China’s humanoid-robot market set to hit commercial inflection point in late 2026, report says
Duopoly emerging as Unitree (宇树) and Zhiyuan (智元) dominate shipments
TrendForce (集邦咨询) warns that the global humanoid-robot industry will enter a critical commercialization phase in the second half of 2026. It has been reported that the domestic market in China is already highly concentrated: Unitree (宇树) and Zhiyuan (智元) together are said to account for nearly 80% of domestic shipments, forming what the report describes as a de facto duopoly. Can smaller rivals catch up? The short answer: not easily.

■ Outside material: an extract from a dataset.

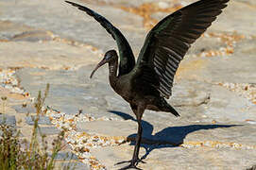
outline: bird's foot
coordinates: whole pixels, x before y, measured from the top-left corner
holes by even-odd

Ramping from lab to factory — and profit
Companies are shifting from pure R&D to real sales and deployments. It has been reported that Unitree, long known for four‑legged robots, has pivoted to make humanoids its main business; in 2025 humanoid revenue reportedly exceeded Unitree’s quadruped revenue and accounted for more than 51% of sales, with an overall gross margin around 60%. Zhiyuan’s mass‑production pace looks even faster — the company reportedly scaled from 1,000 units in early 2025 to 5,000 later that year, and has claimed a March run‑rate above 10,000 units. Heavy acceleration. Heavy expectations.

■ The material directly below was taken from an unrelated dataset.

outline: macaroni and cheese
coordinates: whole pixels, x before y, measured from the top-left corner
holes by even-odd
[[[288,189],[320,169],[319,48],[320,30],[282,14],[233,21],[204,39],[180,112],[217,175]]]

Can the field broaden or will concentration persist?
Other players—Ubtech (优必选), Fourier Intelligence (傅里叶), Galaxy General (银河通用) and Magic Atom (魔法原子), among others—collectively hold roughly 20% of shipments, according to the same metric, and face an uphill battle to dislodge the two leaders. Investors and buyers now want real use cases and repeatable deployments, not just demo reels. Who will pay for humanoids at scale — factories, logistics hubs, eldercare? The market is only just beginning to answer that.
Geopolitics and supply chains will matter
Western policymakers’ tighter export controls on advanced semiconductors and sensors and broader trade frictions could complicate the ramp to scale. It has been reported that Chinese firms are accelerating domestic substitutions for critical components, but capability gaps remain. For Western readers unfamiliar with China’s tech landscape: this is not only a commercial story about robots, it is also a supply‑chain and industrial‑policy story — one that will shape where these machines are made, who buys them, and how quickly humanoid robotics becomes a routine part of industry and service sectors.